Salvadoran leftist political leader Guillermo Ungo called on the United States today to participate in peace negotiations between rebel forces and the Salvadoran government.

Ungo said that while rebel negotiators expect to meet again with their Salvadoran government counterparts before the end of next month, the United States should provide "stronger backing" for the peace process.

Ungo, head of the Democratic Revolutionary Front, the civilian wing of El Salvador's guerrilla forces, also said U.S. diplomats should assume a "higher profile" and state support for President Jose Napoleon Duarte's commitment to a dialogue with the guerrillas. The rebel side frequently tried in the past to engage Washington, rather than San Salvador, in talks.

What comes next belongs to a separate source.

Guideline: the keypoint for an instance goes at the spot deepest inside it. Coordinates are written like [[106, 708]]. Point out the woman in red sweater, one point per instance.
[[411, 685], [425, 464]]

Direct contacts between U.S. and Salvadoran rebel negotiators could be arranged as a process parallel to the left's talks with the Salvadoran government, Ungo suggested.

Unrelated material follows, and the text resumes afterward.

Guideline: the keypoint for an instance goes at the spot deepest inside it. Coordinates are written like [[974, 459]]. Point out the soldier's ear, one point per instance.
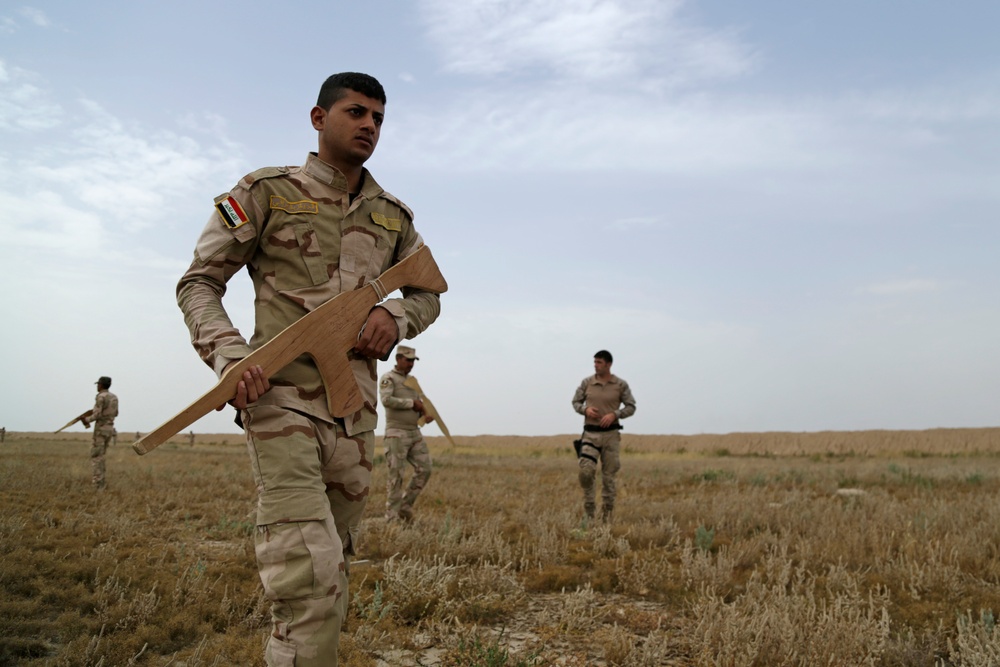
[[318, 117]]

"We consider the United States to be a party to the El Salvadoran conflict," said Hector Oqueli, a rebel spokesman with Ungo at a press conference here.

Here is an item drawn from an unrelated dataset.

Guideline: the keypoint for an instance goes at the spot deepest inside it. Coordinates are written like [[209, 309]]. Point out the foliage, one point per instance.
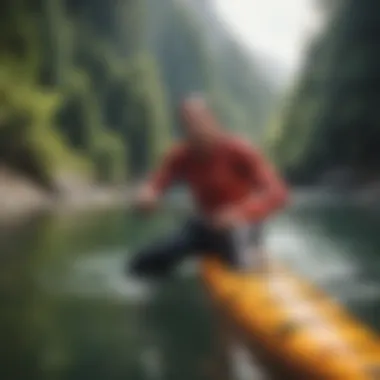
[[332, 120], [93, 86]]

The U.S. special ambassador for Central America, Harry Shlaudeman, has not responded to rebel requests that he meet with Salvadoran opposition representatives, possibly "in a separate arena or at a different table," Ungo said. Shlaudeman has held occasional talks with the Sandinista government of Nicaragua.

Business groups and others "of the right" are pressuring Duarte to suspend the talks, Ungo said, adding that "there are sectors within the Army who favor the dialogue, but who are now on the defensive."

A partial Christmas season truce discussed at the last talks will not be respected by guerrillas if they are attacked and obligated to undertake "defensive actions," Ungo said. Rebel leaders offered a holiday cease-fire after rejecting "unacceptable" government conditions for a formal Christmas truce, he said.

Government negotiators demanded that the guerrillas cease all supply operations and suspend propaganda broadcasts, the rebel spokesman said.

Washington Post correspondent Robert J. McCartney added from San Salvador:

U.S. Ambassador to El Salvador Thomas Pickering predicted that the government would respect the informal holiday halts in hostilities as outlined by the guerrillas.

Pickering also said the United States supports Duarte "without reservations" in the dialogue with the rebels.